Pada tahun 2009, sejumlah situs pemerintah, termasuk situs kepresidenan Blue House dan Majelis Nasional, menjadi sasaran kode berbahaya selama beberapa hari. Selanjutnya pada tahun 2011, seluruh sistem komputer bank di Negeri Ginseng itu diterobos oleh para hacker. Serangan itu membuat puluhan ribu komputer terinfeksi dan beberapa komputer rusak secara permanen, menurut jaksa negara.


Siaran pers kejaksaan Korsel menyebutkan, pemerintah Seoul menuding Pyongyang berada di balik serangan itu. Hal tersebut merujuk pada kesamaan kode dalam serangan cyber sebelumnya yang dilakukan oleh warga negara Korsel yang berkolaborasi dengan hacker yang diyakini terkait dengan badan intelijen Korea Utara. Namun pemerintah Korut hingga kini belum mengomentari masalah klaim itu.
Nilai resmi kerugian akibat serangan dunia maya itu sampai sekarang belum dapat diketahui. Namun, Hyundai Research Institute memperkirakan kerugian keuangan dalam serangan pada 2009 saja mencapai AS$33.700.000 sampai dengan AS$50.500.000.
Serangan peretas dari dalam maupun luar negeri terus meningkat, menurut pihak berwenang. Badan Keamanan Internet Korea menyebutkan gempuran di dunia maya naik hingga 37% selama 2008 sampai dengan  2011.
"Serangan cyber pada umumnya makin banyak dan lebih rumit. Diketahui pula bahwa Korea Utara melatih hacker yang sangat terampil," kata Jung Soo-whan dari Universitas Soongsil di Korsel kepada CNN, misalnya, meretas dalam sebuah sistem tenaga nuklir. Sementara itu, Korsel sangat membutuhkan sistem pertahanan yang lebih kuat.” Menurut Lee Seung-jin, Kepala Konsultan Program "Best of the Best", serangan cyber dari Utara seperti bertempur dalam perang asimetris. Sangat sulit melawan serangan-serangan tersebut.
"Industri internet Korea Selatan berkembang sangat cepat. Sangat penting untuk melatih ahli-ahli keamanan cyber dalam segala bidang, termasuk mereka yang akan bekerja untuk perusahaan komersial yang sudah terkemuka dalam komunitas hacker Korsel.
Program ini diikuti oleh 60 orang ahli komputer mulai dari siswa sekolah menengah atas hingga mahasiswa. Sebagian besar peserta sudah terkenal di negeri ini dan beberapa di antaranya adalah pemenang penghargaan dari kompetisi hacker lokal dan asing.
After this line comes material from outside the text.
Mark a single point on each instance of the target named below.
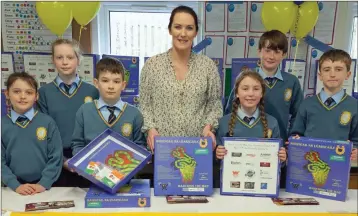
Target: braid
(263, 118)
(235, 106)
Kwon Hyuk, 17 tahun, adalah salah satu kandidat yang lulus dalam tahap pertama program. Dia memfokuskan karyanya pada sistem jaringan printer, yang mudah terpapar serangan cyber. "Perusahaan dapat mencetak dokumen rahasia menggunakan jaringan printer. Jika keamanannya diterobos, informasi rahasia perusahaan bisa dicuri dengan mudahnya.
Program yang kini diikuti oleh 20 orang hacker ini, pada tahap akhir hanya menghasilkan satu pakar dari enam bidang. Yaitu ahli-ahli komputer di bidang forensik digital, konsultan keamanan, analisis kerentanan, pengamanan telepon selular, converged security, dan pengamanan komputasi awan. Selain menerima hadiah senilai 20 juta won atau AS$18.500, lulusan “Best of the Best” akan direkomendasikan ke perusahaan atau instansi pemerintah yang ingin mempekerjakan mereka di masa depan.
Menurut saya, seharusnya Indonesia juga dapat melakukan program yang seperti ini karena dengan merencanakan kompetisi hacker, mereka dapat mengatasi para hacker yang sudah sangat banyak menyerang bagian data-data penting. Dengan begitu, dapat memotivasi para pelajar maupun mahasiswa agar serius mendalami masalah-masalah serangan dari para hacker. Akan tetapi perlu adanya dukungan dari pemerintah agar di masa depan nantinya, sebuah informasi penting pada suatu perusahaan atau website dapat berkurang dari serangan-serangan yang di lakukan oleh para hacker.

Sumber : 
Share on :
Show comments
Hide comments

1 comments:

hilda permatasari mengatakan...

Terimakasih artikel nya . . .

ST3Telkom

Posting Komentar



Hacker atau peretas komputer meneliti kibor masing-masing dalam sebuah ruangan yang penuh dengan komputer. Mereka tergesa-gesa mengetik kode-kode yang sebagian besar tidak dapat dipahami oleh mata awam. Misi mereka hanya untuk menerobos server virtual dalam sebuah simulasi dunia. Namun, para peretas khusus ini tidak melanggar hukum. Mereka justru ada di sana untuk memperkokoh aturan-aturan yang telah dibuat oleh perusahaan. Para hacker dapat mengambil bagian dalam program enam bulan yang diselenggarakan oleh pemerintah Korea Selatan untuk melatih para pemecah kode cerdas menjadi baris pertama pertahanan bangsa dalam perang melawan kejahatan cyber.
Menurut Korea Information Technology Research Institute (Kitri), program "Best of the Best" ini dirancang untuk melatih para ahli komputer untuk melawan serangan dari pada cyber dari dalam maupun luar negeri. Korea Selatan merupakan salah satu negara yang paling terhubung dengan internet di dunia. Artinya, juga menjadi subyek gempuran cyber, terutama dari negara tetangganya di utara, yang secara teknis masih berperang.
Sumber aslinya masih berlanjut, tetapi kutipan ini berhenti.